Farrell is also credited with bringing the Transport Workers Union over from the left.

Then-TWU secretary Alex Gallacher received Farrell’s endorsement for the number one spot on the Senate ticket at the 2010 federal election.

A raft of MPs has been shipped into Upper and Lower House State seats though the Shop Distributive and Allied Employees Association (SDA).

Former Minister Michael Atkinson worked for the union, as did Tom Koutsantonis, Tom Kenyon, Bernie Finnigan and Jack Snelling.

Farrell also managed to get his own gig; he was elected a Senator in 2007 and began to impose his influence at a federal level.

He was one of the key players in the “Night of the Long Knives” that saw Kevin Rudd deposed in June 2010 and Julia Gillard take his place.

In 2013, however, Farrell made his first serious political misjudgement.

He’d secured the top spot on the ALP’s Senate ticket for the 2013 election, ensuring a second six year term that would take him to retirement age.

Criticised for not allowing the Left’s Penny Wong to hold the top spot (she had a much more senior role in Gillard’s Cabinet), Farrell agreed to step down to number two, assuming it to be a safe spot.
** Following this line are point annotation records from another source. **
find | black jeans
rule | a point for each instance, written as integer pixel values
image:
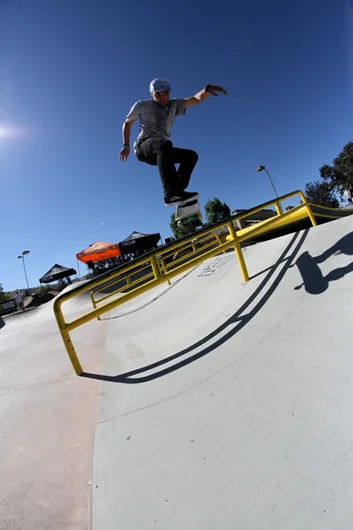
(163, 154)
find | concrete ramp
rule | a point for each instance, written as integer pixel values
(228, 405)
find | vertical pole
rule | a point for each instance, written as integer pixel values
(238, 251)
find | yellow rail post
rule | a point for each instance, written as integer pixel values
(308, 209)
(278, 208)
(238, 251)
(66, 339)
(311, 215)
(155, 267)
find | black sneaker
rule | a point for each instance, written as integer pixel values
(181, 197)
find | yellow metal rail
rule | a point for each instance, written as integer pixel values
(194, 248)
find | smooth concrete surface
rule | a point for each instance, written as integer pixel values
(47, 419)
(228, 405)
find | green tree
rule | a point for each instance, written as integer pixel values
(216, 211)
(181, 231)
(340, 176)
(321, 193)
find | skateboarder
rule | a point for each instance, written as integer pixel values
(153, 146)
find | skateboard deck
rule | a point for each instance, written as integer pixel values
(188, 211)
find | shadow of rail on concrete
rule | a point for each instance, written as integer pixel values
(236, 322)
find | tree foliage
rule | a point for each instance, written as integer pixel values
(339, 176)
(216, 211)
(180, 232)
(321, 193)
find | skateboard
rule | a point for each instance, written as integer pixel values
(188, 211)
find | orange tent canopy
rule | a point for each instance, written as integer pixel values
(98, 251)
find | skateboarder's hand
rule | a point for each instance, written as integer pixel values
(124, 153)
(213, 89)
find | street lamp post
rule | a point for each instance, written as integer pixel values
(24, 253)
(262, 168)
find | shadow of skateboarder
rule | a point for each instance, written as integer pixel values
(314, 281)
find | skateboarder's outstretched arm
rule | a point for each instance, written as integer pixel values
(203, 94)
(125, 151)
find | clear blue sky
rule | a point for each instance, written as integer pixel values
(71, 70)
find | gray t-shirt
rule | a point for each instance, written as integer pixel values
(156, 120)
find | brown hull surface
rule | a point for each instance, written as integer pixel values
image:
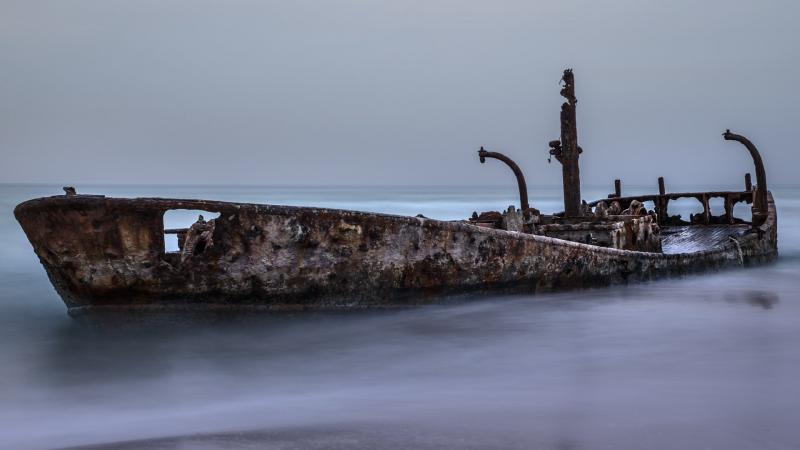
(108, 253)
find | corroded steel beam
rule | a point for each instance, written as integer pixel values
(760, 198)
(569, 150)
(523, 188)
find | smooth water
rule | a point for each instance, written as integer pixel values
(708, 361)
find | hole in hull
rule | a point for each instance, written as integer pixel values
(176, 222)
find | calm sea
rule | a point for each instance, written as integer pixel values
(708, 361)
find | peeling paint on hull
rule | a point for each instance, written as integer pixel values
(108, 253)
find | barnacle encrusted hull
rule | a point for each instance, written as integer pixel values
(109, 253)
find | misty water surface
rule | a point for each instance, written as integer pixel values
(699, 362)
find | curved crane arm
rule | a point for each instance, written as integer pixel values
(523, 189)
(760, 201)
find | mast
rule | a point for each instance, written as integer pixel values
(567, 150)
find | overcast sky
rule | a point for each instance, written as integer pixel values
(393, 92)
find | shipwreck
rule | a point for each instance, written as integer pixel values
(105, 253)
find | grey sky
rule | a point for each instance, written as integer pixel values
(392, 92)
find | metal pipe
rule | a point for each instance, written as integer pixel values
(523, 188)
(760, 197)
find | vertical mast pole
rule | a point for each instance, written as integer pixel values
(570, 149)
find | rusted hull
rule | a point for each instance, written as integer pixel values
(109, 253)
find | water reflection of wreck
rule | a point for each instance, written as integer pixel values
(108, 253)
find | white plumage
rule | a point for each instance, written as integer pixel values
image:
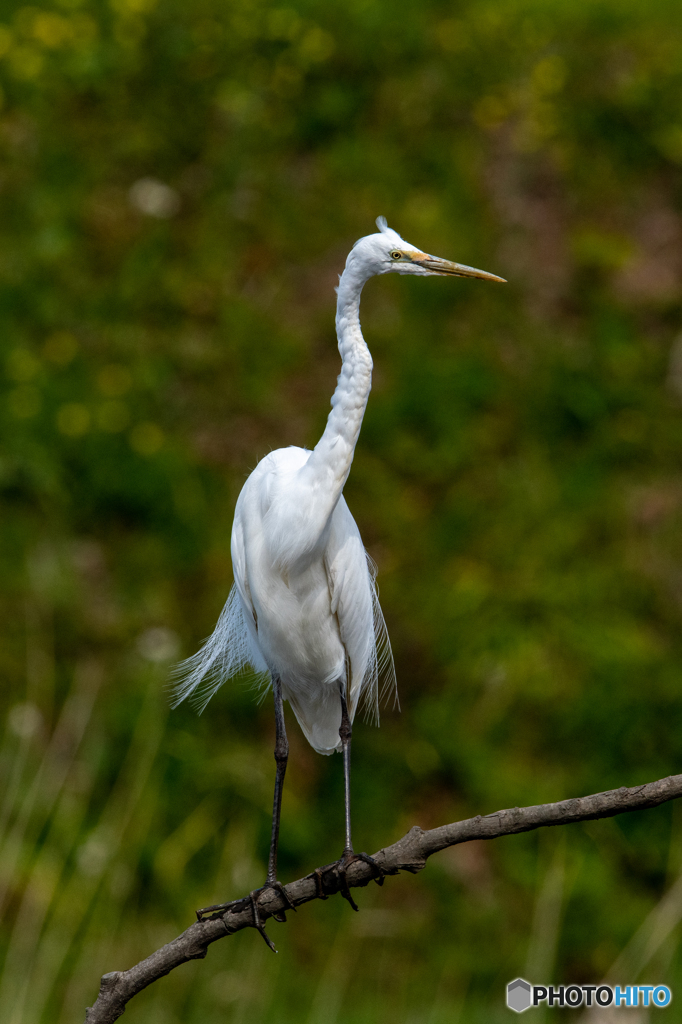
(303, 611)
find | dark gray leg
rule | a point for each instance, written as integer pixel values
(281, 758)
(346, 732)
(347, 857)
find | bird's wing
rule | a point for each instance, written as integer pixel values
(232, 647)
(355, 603)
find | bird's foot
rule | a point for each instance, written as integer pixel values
(252, 900)
(219, 908)
(281, 915)
(342, 865)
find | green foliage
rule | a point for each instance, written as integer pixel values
(179, 184)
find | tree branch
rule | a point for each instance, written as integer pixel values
(409, 854)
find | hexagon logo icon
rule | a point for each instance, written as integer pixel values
(518, 995)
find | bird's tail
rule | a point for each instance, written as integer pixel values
(228, 651)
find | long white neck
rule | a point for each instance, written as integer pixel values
(334, 452)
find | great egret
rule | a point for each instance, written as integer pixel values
(303, 610)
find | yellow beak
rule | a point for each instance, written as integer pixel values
(443, 266)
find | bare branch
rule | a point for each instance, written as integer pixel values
(409, 854)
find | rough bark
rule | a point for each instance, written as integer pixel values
(409, 854)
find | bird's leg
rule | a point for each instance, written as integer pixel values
(281, 758)
(348, 857)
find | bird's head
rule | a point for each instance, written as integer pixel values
(386, 252)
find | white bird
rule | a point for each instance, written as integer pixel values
(304, 611)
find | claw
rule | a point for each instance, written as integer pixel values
(218, 908)
(342, 865)
(252, 898)
(320, 892)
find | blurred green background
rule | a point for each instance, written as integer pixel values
(179, 185)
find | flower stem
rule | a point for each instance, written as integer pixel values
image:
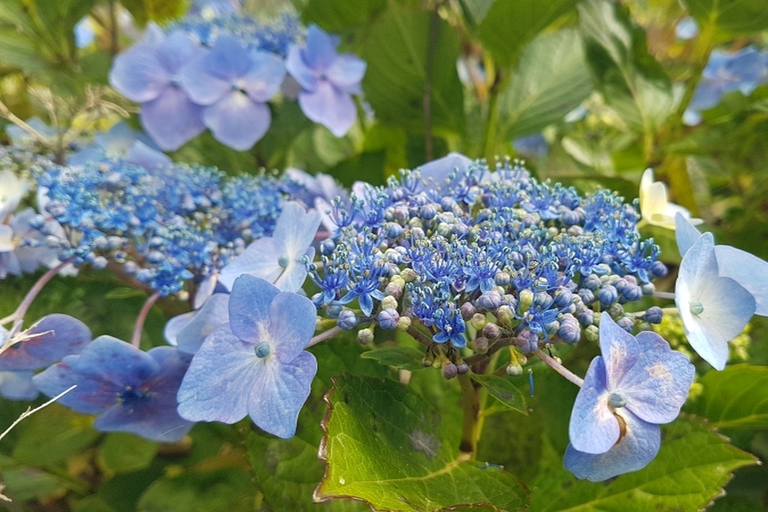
(559, 368)
(32, 293)
(136, 339)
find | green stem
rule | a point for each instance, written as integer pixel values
(472, 425)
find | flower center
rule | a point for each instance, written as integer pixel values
(697, 308)
(617, 400)
(262, 350)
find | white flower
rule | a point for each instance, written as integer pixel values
(655, 206)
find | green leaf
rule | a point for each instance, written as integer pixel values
(53, 434)
(632, 81)
(405, 358)
(122, 452)
(387, 446)
(227, 489)
(737, 16)
(340, 15)
(693, 465)
(504, 391)
(508, 26)
(551, 80)
(737, 397)
(397, 50)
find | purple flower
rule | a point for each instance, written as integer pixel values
(714, 309)
(327, 80)
(130, 390)
(278, 258)
(234, 85)
(148, 73)
(637, 384)
(46, 342)
(256, 364)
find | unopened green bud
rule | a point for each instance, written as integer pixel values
(365, 336)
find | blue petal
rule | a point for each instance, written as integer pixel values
(237, 121)
(153, 416)
(172, 119)
(657, 385)
(633, 452)
(292, 320)
(279, 394)
(685, 234)
(727, 306)
(250, 307)
(746, 269)
(330, 107)
(593, 427)
(138, 75)
(220, 379)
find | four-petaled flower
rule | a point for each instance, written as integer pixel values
(327, 79)
(256, 364)
(637, 384)
(131, 390)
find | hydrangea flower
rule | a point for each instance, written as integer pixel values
(255, 365)
(130, 390)
(234, 85)
(278, 258)
(746, 269)
(148, 73)
(655, 206)
(46, 342)
(637, 383)
(714, 309)
(327, 80)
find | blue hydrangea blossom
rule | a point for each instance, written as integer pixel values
(327, 80)
(234, 84)
(130, 390)
(636, 384)
(256, 364)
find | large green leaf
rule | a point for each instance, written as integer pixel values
(633, 82)
(737, 397)
(387, 446)
(551, 80)
(739, 16)
(508, 26)
(693, 465)
(397, 50)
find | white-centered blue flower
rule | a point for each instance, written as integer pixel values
(714, 309)
(637, 383)
(256, 364)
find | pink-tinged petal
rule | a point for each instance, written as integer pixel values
(619, 348)
(291, 325)
(236, 121)
(172, 119)
(250, 307)
(260, 259)
(330, 107)
(593, 427)
(346, 71)
(219, 380)
(746, 269)
(280, 392)
(657, 385)
(713, 309)
(320, 50)
(138, 75)
(264, 78)
(633, 452)
(306, 77)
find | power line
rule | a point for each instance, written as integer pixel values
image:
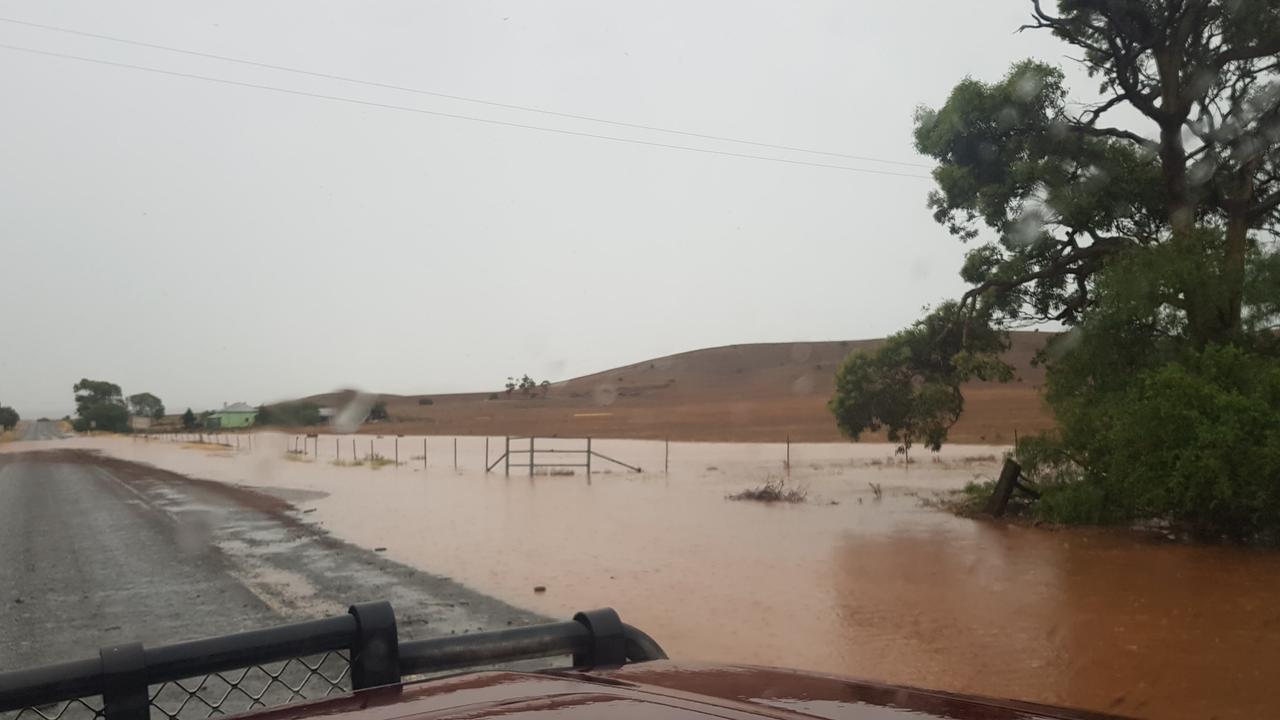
(453, 115)
(460, 98)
But Labor’s disunity and leadership squabbles that saw the return of Kevin Rudd also smashed its primary vote and Labor couldn’t gather enough votes to get its second Senate candidate across the line.

Farrell was stranded – still all-powerful, yet without a job or income come 1 July 2014.

Most observers expected Senator Gallacher to step aside for his mate; but that would also leave him out of a job.

Instead, Farrell opted for the State Parliament and Michael O’Brien’s safe seat of Napier.

The man who had delivered power to Premier Jay Weatherill was now a perceived threat to the Left’s hold on the top job.

Weatherill muscled up and threatened to resign of Farrell’s move went ahead.

The younger members of the Right listened with dismay as the Farrell brawl threatened a loss that brought back nightmares of the post-1950’s wilderness.

In the space of three hours, Farrell pulled out.

He told media at 11am he was withdrawing his nomination.

“When my (Senate) term is finished I will take no further part in public life, state or federal,” he said.

Twice in 12 months Farrell had pulled the wrong cord.

The man dubbed The Pope and The Godfather, Labor’s most powerful man in decades, walked into the political sunset.